Using Multiple Sulfur Isotope Signatures to Delineate Terrane Boundaries and Investigate Crustal Formation Mechanisms during the Paleoproterozoic

Abstract:

Proterozoic cratonic margins are structurally and magmatically complex areas of the Earth’s crust, having undergone one or more orogenic cycles. Syn- to late-orogenic plutonic suites have a profound effect on the stabilization of cratonic margins by enabling the development of a refractory and buoyant subcontinental mantle and/or lower crust from which they were derived. In addition, these intrusive bodies act as isotopic tracers to the underlying lithospheric keel and its intricate and often obscured architecture.

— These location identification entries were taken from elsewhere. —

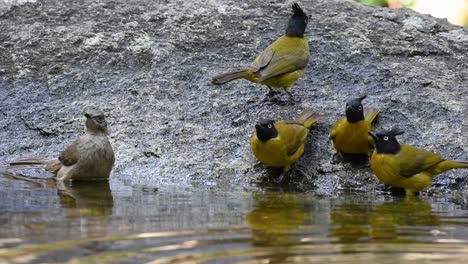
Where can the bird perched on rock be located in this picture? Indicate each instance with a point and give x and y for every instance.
(281, 63)
(280, 143)
(350, 134)
(90, 157)
(405, 166)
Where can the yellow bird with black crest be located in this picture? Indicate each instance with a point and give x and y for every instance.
(282, 63)
(350, 134)
(405, 166)
(280, 143)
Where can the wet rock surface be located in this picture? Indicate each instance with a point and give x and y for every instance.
(148, 66)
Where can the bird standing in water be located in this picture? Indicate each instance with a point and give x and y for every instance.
(405, 166)
(90, 157)
(280, 64)
(350, 134)
(280, 143)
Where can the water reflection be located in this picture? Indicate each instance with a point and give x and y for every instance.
(402, 220)
(90, 198)
(88, 222)
(274, 221)
(43, 208)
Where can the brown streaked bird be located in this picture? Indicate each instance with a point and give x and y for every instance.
(405, 166)
(280, 64)
(350, 134)
(90, 157)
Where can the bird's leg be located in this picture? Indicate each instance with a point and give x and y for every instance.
(271, 92)
(337, 158)
(280, 177)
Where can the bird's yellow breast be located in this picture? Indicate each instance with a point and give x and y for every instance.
(387, 168)
(272, 153)
(293, 54)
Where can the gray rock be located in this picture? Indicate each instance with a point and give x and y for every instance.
(148, 65)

In situ multiple sulfur isotope systematics are a robust and powerful tool for fingerprinting spatially and temporally anomalous signatures found in the crust. When combined, δ³⁴S and Δ³³S have the potential to link source environment and age of a sulfur-bearing mineral. Here, we investigate the multiple sulfur isotopic signatures of two syn- to late-orogenic supersuites that form a large component of the Paleoproterozoic Capricorn Orogen of Western Australia: the ca. 1820–1775 Ma Moorarie Supersuite and the ca. 1680–1620 Ma Durlacher Supersuite.

Results from secondary ion mass spectrometry demonstrate that the magmatic pyrite from the Moorarie Supersuite yields two differing signatures with δ³⁴S and Δ³³S equal to: 1) 3.1–4.8; ~0.00, and 2) 5.1–8.4; 0.1–0.24. This dichotomy is spatially associated with unexposed seismic blocks defined by Johnson et al., (2013).

Multiple sulfur isotope systematics also lend insight into the poorly understood formation mechanisms and sources of syn- to late-orogenic plutonic suites. The Durlacher Supersuite does not preserve sample-to-sample variation (δ³⁴S=5.0–8.3; Δ³³S=0.0), indicating that it crystallized from a widespread and homogeneous source. This is in direct contrast to the systematic δ³⁴S and Δ³³S variation preserved in the Moorarie Supersuite, a feature that we attribute to smaller batch melting of localized and isotopically separate blocks. Lastly, the Durlacher Supersuite contains anomalous within-sample +Δ³³S that we interpret to reflect the entrainment of surrounding Archean crust during diapiric ascent and emplacement. This study is part of a greater effort to investigate how anomalous sulfur isotopic signatures can be transported from metallowell-endowed Archean cratons and fractionated into younger orogenic belts.